OpenNeuro requires all datasets be uploaded in BIDS format, a community-developed standard for organizing data and metadata. OpenNeuro extracts metadata from the datasets to populate the dataset landing page and enable search queries.
- Curation and Quality Assurance
Provides, or has a mechanism for others to provide, expert curation and quality assurance to improve the accuracy and integrity of datasets and metadata.
OpenNeuro permits dataset owners to grant anonymous review access to private datasets, as well as write access to trusted users, if they wish to seek expert assistance. OpenNeuro does not currently provide curation assistance or a method for interested third parties to annotate datasets without the author’s consent. Users may leave comments on datasets.
- Free and Easy Access
Provides broad, equitable, and maximally open access to datasets and their metadata free of charge in a timely manner after submission, consistent with legal and ethical limits required to maintain privacy and confidentiality, Tribal sovereignty, and protection of other sensitive data.
OpenNeuro provides on-demand access to all published datasets through multiple download mechanisms, free of charge, over the Internet. All data and metadata are released into the Public Domain.
- Broad and Measured Reuse
Makes datasets and their metadata available with broadest possible terms of reuse; and provides the ability to measure attribution, citation, and reuse of data (i.e., through assignment of adequate metadata and unique PIDs).
OpenNeuro is working toward providing mechanisms for measuring dataset downloads and linking to related digital objects like journal articles.
- Clear Use Guidance
Provides accompanying documentation describing terms of dataset access and use (e.g., particular licenses, need for approval by a data use committee).
- Security and Integrity
Has documented measures in place to meet generally accepted criteria for preventing unauthorized access to, modification of, or release of data, with levels of security that are appropriate to the sensitivity of data.

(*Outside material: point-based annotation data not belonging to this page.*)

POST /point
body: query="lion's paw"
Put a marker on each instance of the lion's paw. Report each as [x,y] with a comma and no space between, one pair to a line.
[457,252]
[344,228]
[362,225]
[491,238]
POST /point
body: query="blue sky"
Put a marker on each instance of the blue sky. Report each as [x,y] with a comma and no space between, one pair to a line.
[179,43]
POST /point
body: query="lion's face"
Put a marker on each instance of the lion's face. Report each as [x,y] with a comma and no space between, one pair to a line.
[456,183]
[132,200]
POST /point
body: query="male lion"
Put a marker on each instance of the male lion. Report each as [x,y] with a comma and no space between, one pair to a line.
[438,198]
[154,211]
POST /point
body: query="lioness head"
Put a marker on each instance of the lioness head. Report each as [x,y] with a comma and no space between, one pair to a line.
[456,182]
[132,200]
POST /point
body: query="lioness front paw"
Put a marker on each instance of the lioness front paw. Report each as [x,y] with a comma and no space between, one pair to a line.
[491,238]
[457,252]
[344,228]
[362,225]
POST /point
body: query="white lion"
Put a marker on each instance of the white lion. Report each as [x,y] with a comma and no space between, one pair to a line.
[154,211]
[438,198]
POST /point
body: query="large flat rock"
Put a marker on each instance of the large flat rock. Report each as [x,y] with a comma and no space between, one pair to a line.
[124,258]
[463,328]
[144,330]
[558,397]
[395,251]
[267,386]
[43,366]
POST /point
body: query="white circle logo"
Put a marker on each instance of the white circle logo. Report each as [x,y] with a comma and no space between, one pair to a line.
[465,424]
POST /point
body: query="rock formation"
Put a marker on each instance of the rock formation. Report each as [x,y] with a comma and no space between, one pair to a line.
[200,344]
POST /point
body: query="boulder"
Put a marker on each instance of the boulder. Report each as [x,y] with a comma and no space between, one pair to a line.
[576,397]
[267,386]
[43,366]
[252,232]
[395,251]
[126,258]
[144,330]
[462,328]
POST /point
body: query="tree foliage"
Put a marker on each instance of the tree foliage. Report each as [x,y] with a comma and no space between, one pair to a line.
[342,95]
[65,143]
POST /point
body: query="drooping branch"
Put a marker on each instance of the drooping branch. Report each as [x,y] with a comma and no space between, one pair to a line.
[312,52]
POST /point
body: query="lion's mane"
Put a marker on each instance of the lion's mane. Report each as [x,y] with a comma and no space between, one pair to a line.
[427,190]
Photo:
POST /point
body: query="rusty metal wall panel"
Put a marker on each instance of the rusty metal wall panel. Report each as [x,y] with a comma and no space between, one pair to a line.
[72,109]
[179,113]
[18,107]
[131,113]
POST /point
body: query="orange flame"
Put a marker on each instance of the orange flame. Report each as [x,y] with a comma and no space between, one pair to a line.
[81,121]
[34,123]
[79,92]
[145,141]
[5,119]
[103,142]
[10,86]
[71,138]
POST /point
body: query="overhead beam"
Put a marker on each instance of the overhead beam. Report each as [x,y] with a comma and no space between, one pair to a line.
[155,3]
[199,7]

OpenNeuro currently only hosts datasets that do not require restricted access, as attested by the dataset uploader.
- Confidentiality
Has documented capabilities for ensuring that administrative, technical, and physical safeguards are employed to comply with applicable confidentiality, risk management, and continuous monitoring requirements for sensitive data.
- Common Format
Allows datasets and metadata downloaded, accessed, or exported from the repository to be in widely used, preferably non-proprietary, formats consistent with those used in the community(ies) the repository serves.
All OpenNeuro datasets are formatted according to the BIDS standard. The DataLad access mechanism retrieves the dataset in the form of a git/git-annex repository.
- Provenance
Has mechanisms in place to record the origin, chain of custody, and any modifications to submitted datasets and metadata.
All changes to datasets are recorded in the git history of each dataset.
- Retention Policy
Provides documentation on policies for data retention within the repository.
These policies may be found at Data Retention Policies.